So for a last supper, bacon would be at the top of the list. Nothing fancy, mind you -- no bacon milkshake or bacon and jelly sandwich. Just a couple dozen crispy strips.

But what else? Ah, so many options, so little expandable jean space. But off the top of my head, I'd have to go with chicken wings with ranch dressing as an appetizer, rice as the starch, either watermelon or strawberries for a fruit, and, for dessert, my house specialty: An ice cream sandwich melted in the microwave for eight seconds and then lovingly lathered with peanut butter. Hey, don't knock it till you've tried it.

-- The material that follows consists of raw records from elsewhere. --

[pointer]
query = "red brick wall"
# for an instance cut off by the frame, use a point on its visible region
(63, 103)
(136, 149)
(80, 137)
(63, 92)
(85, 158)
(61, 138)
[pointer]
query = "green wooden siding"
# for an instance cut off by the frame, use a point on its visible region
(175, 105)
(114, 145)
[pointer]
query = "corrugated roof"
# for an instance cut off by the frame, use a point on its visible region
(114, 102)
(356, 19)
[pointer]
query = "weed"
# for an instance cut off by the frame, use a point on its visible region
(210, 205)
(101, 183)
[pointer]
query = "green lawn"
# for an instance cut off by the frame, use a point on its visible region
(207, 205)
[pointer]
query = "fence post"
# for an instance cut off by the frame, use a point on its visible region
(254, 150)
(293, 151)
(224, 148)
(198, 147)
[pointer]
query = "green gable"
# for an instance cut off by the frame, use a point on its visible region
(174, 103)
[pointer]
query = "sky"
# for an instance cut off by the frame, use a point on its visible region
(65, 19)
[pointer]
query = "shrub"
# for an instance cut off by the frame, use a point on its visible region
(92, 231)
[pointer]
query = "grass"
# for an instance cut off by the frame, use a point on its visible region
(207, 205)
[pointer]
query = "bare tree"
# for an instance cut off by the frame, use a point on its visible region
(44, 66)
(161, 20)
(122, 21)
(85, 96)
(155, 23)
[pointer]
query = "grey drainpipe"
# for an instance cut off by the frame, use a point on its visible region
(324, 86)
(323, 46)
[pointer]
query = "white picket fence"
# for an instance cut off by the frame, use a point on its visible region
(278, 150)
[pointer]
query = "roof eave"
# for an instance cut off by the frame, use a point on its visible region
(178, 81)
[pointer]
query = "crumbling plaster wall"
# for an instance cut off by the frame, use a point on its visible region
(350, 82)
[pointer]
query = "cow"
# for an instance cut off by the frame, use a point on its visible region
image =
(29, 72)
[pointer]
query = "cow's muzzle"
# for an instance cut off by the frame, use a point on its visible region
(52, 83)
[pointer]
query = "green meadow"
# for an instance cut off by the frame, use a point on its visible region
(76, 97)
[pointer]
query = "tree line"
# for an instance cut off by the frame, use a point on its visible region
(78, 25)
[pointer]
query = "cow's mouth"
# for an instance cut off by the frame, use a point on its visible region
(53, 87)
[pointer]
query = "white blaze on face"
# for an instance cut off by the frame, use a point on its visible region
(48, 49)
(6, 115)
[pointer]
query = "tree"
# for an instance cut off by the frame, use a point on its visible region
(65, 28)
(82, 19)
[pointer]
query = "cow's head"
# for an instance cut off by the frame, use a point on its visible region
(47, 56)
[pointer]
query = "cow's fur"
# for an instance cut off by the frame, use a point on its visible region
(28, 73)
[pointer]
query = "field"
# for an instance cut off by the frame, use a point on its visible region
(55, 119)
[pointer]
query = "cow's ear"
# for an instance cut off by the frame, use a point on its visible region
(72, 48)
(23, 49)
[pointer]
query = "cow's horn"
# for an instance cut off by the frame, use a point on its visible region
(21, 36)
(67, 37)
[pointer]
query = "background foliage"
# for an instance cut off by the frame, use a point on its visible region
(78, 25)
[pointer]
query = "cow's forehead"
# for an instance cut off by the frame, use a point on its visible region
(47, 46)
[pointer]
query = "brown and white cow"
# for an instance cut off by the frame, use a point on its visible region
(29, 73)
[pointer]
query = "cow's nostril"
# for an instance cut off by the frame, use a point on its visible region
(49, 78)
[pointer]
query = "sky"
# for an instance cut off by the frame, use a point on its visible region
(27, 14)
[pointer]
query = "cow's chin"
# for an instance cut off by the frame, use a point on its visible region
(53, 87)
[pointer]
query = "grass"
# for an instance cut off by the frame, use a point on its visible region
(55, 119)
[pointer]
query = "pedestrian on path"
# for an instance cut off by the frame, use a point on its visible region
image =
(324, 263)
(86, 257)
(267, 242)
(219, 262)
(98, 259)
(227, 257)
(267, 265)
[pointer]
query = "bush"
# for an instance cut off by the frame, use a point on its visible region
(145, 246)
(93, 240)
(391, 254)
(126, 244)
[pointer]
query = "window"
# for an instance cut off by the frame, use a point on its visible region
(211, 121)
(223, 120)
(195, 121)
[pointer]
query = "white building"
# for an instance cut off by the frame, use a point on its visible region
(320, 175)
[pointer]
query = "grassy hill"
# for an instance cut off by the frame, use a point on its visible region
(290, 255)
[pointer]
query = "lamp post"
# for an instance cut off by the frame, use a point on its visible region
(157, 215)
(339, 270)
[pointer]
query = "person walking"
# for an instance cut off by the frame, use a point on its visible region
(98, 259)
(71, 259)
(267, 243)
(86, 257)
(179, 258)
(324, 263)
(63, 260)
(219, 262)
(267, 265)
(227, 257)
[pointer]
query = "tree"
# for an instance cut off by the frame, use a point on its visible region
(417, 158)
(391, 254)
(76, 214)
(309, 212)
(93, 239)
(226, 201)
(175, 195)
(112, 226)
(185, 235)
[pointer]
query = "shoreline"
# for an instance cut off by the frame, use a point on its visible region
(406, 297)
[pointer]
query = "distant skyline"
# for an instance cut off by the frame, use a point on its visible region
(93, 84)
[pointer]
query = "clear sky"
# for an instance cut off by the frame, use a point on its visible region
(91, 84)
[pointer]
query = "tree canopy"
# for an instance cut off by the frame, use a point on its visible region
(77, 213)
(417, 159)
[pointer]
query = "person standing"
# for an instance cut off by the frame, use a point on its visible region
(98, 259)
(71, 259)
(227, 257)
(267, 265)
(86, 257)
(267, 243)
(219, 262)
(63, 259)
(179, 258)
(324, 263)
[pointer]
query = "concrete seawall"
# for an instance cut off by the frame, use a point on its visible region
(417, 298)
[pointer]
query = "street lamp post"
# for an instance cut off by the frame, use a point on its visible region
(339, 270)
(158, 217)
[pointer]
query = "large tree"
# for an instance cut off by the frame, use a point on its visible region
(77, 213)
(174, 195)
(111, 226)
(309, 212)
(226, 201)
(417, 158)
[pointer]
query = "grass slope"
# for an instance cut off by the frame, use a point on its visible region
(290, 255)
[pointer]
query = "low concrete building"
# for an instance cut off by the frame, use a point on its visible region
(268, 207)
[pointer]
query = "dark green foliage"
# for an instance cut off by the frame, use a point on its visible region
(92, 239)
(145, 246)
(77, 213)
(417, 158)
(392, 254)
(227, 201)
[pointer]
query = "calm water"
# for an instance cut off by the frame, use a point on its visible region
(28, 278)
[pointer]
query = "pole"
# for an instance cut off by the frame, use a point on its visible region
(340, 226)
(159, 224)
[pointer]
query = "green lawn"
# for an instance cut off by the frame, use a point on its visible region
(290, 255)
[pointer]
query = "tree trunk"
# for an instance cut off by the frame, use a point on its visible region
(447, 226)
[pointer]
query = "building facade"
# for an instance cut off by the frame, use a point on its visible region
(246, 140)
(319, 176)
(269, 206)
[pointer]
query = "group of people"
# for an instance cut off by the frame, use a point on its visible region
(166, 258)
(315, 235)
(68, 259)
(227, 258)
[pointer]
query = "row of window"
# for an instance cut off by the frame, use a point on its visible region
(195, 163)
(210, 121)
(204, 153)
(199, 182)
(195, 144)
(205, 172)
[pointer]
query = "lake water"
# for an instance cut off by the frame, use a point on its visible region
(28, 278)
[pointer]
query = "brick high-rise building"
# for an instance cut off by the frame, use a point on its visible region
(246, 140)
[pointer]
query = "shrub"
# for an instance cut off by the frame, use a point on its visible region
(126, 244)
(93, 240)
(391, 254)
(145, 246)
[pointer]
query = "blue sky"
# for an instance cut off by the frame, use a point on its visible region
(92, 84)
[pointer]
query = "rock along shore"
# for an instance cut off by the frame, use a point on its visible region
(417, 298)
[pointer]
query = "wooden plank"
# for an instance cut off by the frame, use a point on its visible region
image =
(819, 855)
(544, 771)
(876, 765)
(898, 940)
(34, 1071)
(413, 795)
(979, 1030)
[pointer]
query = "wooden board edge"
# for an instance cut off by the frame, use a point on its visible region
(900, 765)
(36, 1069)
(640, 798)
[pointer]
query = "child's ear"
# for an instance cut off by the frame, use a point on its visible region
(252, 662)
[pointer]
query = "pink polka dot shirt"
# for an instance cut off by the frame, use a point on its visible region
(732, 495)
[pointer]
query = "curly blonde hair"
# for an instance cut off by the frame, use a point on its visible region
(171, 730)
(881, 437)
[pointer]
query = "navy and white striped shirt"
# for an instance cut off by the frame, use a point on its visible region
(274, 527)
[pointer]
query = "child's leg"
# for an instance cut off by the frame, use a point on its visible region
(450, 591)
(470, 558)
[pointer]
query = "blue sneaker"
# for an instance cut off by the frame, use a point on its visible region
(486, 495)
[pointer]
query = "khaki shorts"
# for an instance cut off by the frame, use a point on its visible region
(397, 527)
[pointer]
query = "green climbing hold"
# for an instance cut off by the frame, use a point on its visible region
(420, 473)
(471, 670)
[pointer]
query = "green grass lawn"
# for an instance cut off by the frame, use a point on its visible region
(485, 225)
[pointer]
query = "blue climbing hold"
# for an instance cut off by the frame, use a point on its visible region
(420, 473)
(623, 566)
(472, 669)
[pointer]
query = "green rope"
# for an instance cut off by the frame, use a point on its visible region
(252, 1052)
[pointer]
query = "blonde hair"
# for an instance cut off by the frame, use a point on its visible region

For a beverage, it would have to be milk for the main course and then coffee afterward -- life simply isn't worth living without these two drinks always on hand. If I was extremely thirsty and absolutely craved a soft drink, I'd lean toward Dr. Pepper, with Coca-Cola and Sunkist slugging it out for second place.

I realize that I'm missing just about the most nutritious of all food groups. Yup, a vegetable. For that, I'd opt for green beans. Swimming in bacon grease, of course.

Lindsey Grossman
Editorial Coordinator

Since I would be worry-free about food poisoning, fat grams, calories and cholesterol, I'd make my last meal a fast food feast. I'd start off with a 6-piece order of McDonald's Chicken McNuggets (the new, all-white-meat ones). My second course would consist of a Mexican pizza from Taco Bell, a Cajun fillet biscuit from Bojangles with extra mayo, an Arby's junior roast beef sandwich (my stomach is only so big), a White Castle cheeseburger (from the actual restaurant, not the frozen kind), and an order of McDonald's fries on the side. Dessert would be a tie between a Jamocha shake from Arby's and a Wendy's frosty with fries for dipping. This would all be washed down with a regular fountain Coke from McDonald's. Yes, the Coke has to be from McDonald's -- they just taste better there. Sounds crazy, but I swear I'm not the only one who feels that way. Then I would pray to be put out of my misery before indigestion set in.